Why go for relativism over pluralism? This is where we get into moral psychology. I am a relativist because, as an epistemic fact, each of us has direct mental access only to our own brains. In addition, as best as we can tell, none of us has direct access to any "ethical plain" that exists outside of our brains. In some sense, this is what led to JL Mackie's idea, that undergirds error theory, called The Argument
From Queerness. The Argument from Queerness states that ethical propositions cannot be metaphysically "out there" in the world because they do not in any way appear to be natural properties. Moral debates are not like debates over concretes, as we cannot "point to" in order to show that a moral act is inherently right or wrong.
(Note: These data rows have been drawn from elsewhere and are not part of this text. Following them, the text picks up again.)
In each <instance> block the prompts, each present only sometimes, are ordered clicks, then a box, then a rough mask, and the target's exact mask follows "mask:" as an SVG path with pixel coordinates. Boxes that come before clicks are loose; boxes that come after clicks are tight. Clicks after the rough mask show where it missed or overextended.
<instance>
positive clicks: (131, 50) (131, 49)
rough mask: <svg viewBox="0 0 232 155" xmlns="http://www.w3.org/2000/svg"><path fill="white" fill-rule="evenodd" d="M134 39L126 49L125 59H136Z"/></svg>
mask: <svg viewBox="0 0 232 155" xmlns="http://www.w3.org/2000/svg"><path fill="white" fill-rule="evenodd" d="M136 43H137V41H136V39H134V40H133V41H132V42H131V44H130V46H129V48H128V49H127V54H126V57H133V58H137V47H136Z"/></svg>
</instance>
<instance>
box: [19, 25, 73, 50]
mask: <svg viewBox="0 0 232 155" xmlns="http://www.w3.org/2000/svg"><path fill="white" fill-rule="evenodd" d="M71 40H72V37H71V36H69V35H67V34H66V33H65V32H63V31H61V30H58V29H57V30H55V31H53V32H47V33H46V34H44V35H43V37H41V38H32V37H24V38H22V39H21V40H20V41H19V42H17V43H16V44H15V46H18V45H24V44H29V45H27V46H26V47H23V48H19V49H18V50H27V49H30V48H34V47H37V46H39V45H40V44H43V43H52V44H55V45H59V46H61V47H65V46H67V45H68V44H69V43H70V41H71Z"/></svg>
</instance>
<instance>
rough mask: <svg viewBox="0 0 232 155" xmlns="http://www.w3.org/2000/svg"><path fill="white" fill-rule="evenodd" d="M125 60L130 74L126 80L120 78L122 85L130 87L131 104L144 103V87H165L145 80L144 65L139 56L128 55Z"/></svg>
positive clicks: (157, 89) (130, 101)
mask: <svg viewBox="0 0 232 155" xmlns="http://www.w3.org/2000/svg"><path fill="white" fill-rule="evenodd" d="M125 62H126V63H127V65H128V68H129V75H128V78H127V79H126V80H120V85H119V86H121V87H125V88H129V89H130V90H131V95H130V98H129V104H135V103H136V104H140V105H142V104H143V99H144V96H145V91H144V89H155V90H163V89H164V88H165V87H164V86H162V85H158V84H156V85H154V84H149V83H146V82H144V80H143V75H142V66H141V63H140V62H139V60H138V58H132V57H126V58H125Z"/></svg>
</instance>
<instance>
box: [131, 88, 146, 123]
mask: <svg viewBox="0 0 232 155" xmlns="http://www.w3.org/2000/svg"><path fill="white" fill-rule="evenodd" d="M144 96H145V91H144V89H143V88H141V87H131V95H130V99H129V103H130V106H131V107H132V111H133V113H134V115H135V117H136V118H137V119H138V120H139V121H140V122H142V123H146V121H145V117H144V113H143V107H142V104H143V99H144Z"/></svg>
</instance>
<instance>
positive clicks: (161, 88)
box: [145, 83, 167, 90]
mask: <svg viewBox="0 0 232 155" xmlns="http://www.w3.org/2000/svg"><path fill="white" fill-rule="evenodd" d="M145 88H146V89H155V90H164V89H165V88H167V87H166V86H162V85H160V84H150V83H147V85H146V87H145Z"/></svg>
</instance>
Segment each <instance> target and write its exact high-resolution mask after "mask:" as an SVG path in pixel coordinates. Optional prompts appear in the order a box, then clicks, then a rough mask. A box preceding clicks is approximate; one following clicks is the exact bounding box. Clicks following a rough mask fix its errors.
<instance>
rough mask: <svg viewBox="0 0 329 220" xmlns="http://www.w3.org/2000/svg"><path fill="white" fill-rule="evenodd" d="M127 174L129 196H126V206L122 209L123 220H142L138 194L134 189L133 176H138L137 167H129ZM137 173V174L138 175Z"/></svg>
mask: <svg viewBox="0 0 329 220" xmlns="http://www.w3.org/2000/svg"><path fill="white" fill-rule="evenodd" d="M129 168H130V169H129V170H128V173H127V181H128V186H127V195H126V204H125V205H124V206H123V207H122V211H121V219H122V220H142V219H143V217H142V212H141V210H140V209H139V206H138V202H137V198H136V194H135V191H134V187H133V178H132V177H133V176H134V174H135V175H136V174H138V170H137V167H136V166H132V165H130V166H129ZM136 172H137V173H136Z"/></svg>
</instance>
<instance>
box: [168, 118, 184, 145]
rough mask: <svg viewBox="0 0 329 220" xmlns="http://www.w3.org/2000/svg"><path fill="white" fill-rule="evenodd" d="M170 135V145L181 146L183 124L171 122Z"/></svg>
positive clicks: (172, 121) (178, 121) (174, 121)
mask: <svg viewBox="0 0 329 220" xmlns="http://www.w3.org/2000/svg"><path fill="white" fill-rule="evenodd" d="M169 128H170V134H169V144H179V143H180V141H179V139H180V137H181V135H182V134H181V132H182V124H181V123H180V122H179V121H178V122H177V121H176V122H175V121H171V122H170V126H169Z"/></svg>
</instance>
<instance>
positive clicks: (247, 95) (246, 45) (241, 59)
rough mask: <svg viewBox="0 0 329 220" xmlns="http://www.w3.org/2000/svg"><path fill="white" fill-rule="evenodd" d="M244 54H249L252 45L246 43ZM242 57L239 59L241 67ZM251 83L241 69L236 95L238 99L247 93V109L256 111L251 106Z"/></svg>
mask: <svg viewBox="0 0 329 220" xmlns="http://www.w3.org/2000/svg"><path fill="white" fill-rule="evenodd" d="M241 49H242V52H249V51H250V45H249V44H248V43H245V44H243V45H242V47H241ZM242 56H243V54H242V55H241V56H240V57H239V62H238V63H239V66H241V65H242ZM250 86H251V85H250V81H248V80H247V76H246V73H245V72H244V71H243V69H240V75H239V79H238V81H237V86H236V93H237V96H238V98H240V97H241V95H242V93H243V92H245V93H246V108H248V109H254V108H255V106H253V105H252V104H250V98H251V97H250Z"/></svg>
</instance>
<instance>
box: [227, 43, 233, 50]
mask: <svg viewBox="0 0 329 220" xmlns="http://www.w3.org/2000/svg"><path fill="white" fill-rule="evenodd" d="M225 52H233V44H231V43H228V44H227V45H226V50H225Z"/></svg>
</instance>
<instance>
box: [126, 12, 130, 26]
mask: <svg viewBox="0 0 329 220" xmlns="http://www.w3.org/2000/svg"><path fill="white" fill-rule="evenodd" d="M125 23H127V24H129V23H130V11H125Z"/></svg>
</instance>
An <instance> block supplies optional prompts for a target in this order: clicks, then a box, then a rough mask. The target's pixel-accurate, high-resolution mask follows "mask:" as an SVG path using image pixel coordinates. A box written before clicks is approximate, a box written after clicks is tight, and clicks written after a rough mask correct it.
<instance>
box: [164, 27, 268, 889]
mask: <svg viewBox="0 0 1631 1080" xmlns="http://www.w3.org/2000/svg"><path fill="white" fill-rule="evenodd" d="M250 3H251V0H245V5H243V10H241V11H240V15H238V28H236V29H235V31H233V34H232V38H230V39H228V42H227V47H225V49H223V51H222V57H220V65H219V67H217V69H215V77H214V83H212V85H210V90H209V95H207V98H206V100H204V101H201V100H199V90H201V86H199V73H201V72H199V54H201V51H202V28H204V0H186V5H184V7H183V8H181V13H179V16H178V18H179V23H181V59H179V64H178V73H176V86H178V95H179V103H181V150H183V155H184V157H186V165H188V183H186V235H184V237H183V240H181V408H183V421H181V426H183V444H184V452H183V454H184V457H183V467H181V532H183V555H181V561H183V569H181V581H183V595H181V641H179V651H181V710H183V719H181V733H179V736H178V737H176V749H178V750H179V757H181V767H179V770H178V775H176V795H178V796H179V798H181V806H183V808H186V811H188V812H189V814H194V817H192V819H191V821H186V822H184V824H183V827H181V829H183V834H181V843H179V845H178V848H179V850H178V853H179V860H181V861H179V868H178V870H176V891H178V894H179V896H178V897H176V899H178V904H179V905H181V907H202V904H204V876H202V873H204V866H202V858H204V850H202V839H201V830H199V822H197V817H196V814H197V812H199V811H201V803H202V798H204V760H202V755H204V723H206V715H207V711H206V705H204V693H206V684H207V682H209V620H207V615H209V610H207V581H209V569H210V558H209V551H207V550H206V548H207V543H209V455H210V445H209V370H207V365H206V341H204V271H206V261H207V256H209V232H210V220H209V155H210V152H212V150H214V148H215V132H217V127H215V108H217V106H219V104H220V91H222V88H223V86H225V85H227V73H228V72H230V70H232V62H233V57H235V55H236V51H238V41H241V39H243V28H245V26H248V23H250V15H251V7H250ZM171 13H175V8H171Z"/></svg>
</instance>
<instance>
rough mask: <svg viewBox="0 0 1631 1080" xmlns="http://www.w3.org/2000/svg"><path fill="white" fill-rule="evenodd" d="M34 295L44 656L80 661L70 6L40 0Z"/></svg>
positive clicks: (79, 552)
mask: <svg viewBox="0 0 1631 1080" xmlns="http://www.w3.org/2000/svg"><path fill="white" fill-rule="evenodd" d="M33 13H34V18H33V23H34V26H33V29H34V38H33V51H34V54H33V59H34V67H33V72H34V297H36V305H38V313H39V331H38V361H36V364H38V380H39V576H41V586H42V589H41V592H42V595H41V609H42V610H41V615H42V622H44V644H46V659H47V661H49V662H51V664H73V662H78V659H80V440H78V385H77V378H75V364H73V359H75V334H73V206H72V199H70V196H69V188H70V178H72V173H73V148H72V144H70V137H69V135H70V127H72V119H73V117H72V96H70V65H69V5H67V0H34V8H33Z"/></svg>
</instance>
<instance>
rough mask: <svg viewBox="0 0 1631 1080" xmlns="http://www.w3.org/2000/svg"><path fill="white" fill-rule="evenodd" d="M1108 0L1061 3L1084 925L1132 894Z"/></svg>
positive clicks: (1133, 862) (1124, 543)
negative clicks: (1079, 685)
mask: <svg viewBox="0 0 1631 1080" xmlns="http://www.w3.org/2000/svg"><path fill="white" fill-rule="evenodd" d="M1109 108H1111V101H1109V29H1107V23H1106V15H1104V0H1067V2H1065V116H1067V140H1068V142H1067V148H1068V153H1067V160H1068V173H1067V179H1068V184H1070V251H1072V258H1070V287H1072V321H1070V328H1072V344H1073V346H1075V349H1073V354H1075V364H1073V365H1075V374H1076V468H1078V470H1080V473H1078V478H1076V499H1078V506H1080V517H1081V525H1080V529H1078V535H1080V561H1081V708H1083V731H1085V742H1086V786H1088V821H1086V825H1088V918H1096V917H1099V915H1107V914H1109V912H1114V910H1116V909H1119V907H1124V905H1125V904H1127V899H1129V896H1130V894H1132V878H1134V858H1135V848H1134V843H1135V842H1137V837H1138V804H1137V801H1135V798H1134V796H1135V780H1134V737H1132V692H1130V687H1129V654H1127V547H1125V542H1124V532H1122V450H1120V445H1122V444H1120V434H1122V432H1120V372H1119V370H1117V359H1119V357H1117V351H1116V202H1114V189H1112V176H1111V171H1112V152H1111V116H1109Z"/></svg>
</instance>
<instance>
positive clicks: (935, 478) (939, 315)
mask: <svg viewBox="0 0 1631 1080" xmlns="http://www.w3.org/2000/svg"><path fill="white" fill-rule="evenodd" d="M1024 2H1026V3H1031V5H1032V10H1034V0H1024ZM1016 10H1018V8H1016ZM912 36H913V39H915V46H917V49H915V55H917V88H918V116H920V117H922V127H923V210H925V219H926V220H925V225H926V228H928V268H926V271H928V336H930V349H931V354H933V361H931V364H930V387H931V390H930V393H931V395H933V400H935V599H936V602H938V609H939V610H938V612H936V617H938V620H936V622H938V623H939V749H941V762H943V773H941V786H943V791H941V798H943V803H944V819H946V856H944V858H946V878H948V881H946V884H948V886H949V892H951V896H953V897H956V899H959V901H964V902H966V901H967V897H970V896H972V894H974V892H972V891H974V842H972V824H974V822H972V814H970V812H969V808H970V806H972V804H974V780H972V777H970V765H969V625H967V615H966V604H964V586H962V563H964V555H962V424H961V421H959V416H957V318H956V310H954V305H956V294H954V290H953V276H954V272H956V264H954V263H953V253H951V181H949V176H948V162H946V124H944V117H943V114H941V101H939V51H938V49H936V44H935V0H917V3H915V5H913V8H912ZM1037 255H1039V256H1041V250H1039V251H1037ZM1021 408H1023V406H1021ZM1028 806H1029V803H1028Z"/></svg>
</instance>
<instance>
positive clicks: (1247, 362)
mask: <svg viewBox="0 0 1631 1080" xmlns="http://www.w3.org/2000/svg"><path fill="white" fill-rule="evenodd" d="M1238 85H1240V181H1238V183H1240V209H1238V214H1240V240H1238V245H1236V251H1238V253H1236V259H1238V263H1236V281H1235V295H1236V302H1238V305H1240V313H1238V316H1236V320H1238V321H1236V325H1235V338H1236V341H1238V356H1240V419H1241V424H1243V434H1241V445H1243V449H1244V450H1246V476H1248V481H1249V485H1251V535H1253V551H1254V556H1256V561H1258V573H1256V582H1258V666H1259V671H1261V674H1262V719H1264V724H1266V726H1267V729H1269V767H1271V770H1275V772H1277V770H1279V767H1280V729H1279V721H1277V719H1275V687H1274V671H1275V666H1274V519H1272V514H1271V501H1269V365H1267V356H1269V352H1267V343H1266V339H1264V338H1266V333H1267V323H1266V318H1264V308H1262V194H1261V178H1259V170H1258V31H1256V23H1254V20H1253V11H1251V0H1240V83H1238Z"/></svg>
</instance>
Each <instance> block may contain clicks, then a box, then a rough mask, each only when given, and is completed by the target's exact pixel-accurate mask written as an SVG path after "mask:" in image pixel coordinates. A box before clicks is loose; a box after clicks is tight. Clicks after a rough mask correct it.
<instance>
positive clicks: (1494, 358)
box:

Moral objectivists will tend to reply that this is a scientism of the type which says that nothing exists which is not concrete. In a sense, they are correct. For someone to say that morality exists objectively would mean that they need to show how moral disputes can be objectively (rather than subjectively) resolved; what can be pointed to that is outside of the arguer's own moral sentiments that can prove to someone with different moral sentiments that "x is true." Often, the only avenue for the objectivist here is to suggset that "good" is an obvious quality (like "red" or "hot"). Here, it is easily pointed out that, unlike "red" and "hot," "good" cannot be experienced with any of the five senses, but rather "felt" with the moral intuition (bringing me back to the same suspicion that "good" and "bad" are judgments made differently by different people's intutions).
In the absence of any really good reason to see moral judgments as anything but subjective appraisals, or accompoanying arguments that human mind has some sort of direct access to anything outside of its own thoughts, I see no good choice but to suspect that subjective relativism is the most accurate description of how things are.
But why is this so hard for people to accept? Even though relativism seesm the most logical description, it is hard to actually be a moral subjectivist/relativist but in theory. We hold moral precepts very strongly and it is hard to think that they are simply subjective preferences. When I say that slavery, sodomy, murder, rape, etc., are wrong, I feel like they really are wrong and not just that I think them wrong.
This is why I think that error theory - the idea that, at times, our psychological natures make us experience our own preferences so strongly that it is impossible to imagine that they are not objective - is the best description of how things really are. Imagine the best piece of music you have ever heard in your entire life. At the apex of its enjoyment, isn't it just well nigh impossible to imagine that some people might derive no pleasure from it at all? Another common example is our senses of humor. It is probably tempting to suggest that those who do not laugh at the funniest joke you have ever heard are those who "have no sense of humor," rather than simply not sharing your sense of humor.
That is the way, I think, human psychology often works. When we deeply feel certain preferences, our brain presents these to us not as prefernces, but as imperatives that simply are (inependently of us feeling or thinking them so).
So, we can either see moral disagreement as a sign that some people are simply not good at moral reasoning or reading their moral intuitions (leading them into wrong answers), or suspect that people differ in moral sentiments becuase, like aesthetic sentiments, moral sentiments are not objective. We can either suggest that the reason people feel strongly about their moral opinions is because these opinions are objective (while ignoring that even "wrong" opinons are felt as strongly as "right" ones), or we can suspect that human psychology often "tricks" us into feeling sentiments so strongly that they appear, but are not, objective.
Quite simply, I think the latter options - subjective relativism and error theory - are the best interpretation of the facts of our moral universe.